Full on warfare would have required the last two conditions to be satisfied, and that is where Ned Pegler’s list comes in, as a list of scenarios in which the psychos might make a case for war.
The earliest settlers at Jericho and Çatalhöyük were able to live without fear of attack, partly because few people even knew they were there, and even those that did probably knew they had nothing worth stealing.
But as they and other agricultural pioneers became better at what they were doing, generated a surplus and started trading, not only were they advertising their presence, but also making themselves a target worth attacking.
What Ned Pegler’s blog calls “copper economics” could simply be called increasing prosperity. Under these conditions, a well organised social community, with psychopaths already in control, might consider going on a crime spree, including robbery, murder and possibly destruction. In the history books, the crime spree would come to be called a raid, and if the victims fought back it would be called a war; and it would all be depicted as very romantic and manly.
The exact mechanism is not important, and the point in history is not important. All that matters is that a critical mass of psychopaths coalesce to effect political and/or military change.

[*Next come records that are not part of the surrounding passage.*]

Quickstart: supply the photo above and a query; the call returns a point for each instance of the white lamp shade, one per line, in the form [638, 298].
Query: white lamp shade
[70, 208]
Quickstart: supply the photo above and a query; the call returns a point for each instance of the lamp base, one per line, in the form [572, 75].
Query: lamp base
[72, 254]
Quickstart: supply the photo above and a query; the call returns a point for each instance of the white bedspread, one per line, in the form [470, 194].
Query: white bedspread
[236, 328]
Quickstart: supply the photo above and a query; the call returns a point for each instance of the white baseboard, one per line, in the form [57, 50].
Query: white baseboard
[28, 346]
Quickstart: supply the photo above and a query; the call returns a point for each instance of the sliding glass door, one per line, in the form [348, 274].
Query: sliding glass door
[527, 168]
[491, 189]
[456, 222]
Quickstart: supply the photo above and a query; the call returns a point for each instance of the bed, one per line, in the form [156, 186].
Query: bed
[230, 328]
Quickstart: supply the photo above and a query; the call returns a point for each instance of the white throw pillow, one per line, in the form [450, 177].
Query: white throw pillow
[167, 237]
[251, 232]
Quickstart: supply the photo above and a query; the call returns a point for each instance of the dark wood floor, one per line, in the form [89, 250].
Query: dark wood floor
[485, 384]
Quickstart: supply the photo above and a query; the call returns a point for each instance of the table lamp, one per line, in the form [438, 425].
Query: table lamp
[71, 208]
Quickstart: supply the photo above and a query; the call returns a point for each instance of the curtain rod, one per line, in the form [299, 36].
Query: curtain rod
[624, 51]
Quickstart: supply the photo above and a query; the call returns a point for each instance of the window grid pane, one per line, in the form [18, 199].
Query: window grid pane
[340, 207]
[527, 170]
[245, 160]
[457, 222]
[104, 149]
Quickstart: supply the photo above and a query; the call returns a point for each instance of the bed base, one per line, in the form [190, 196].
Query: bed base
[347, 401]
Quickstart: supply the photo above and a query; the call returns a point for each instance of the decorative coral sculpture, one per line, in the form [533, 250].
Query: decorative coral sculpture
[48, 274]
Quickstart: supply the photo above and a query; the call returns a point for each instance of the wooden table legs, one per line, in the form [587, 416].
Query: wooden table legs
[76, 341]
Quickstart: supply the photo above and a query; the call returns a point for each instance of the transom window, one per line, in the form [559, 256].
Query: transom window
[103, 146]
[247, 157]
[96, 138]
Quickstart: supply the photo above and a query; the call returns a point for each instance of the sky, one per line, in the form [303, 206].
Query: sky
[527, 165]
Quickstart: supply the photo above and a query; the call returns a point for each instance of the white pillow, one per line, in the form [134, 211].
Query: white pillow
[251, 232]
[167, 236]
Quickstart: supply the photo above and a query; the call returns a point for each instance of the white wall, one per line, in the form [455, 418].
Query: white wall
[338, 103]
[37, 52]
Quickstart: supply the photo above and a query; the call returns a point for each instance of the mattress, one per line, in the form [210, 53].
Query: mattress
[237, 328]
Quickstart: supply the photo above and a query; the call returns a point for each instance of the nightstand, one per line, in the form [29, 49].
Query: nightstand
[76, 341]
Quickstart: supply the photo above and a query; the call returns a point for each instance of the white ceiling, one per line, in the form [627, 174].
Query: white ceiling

From the current era, Brexit is an example of a small group of rabble rowsers from the lunatic fringe of the political extreme right gaining sufficient popular support to scare a mainstream party into holding a referendum. Eighty years earlier, small groups of political extremists played on the emotions of the victims of economic depression so as to get Hitler elected as leader, from where he steered the whole country into war. In Zimbabwe, under Mugabe, vigilantes drove white farmers off their land. They might have wanted to do that for the previous hundred years, but under white rule the State constrained their freedom to act; under Mugabe they were encouraged to act as they wished.
The mechanism varies and the outcome varies, but the common theme is that people with ASPD coalesce and have their twisted belief system reinforced, by each other, and by some form of reward, which may be social approbation, as in the case of the Brexiteers, Mugabe’s goons and the Nazis, or it may be economic, as in the case of robbers and organised criminals from any era.
So to recap, I believe that in the paleothic the population was too sparce for people with ASPD to coalesce. In the early neolithic they could coalesce, but the scope for social approbation or reward was limited. But as the neolithic progressed, food surpluses grew, and people started to collect trinkets, and as those trinkets turned from heavy low value stone and pottery to metal, the conditions were right for both social approbation and economic reward.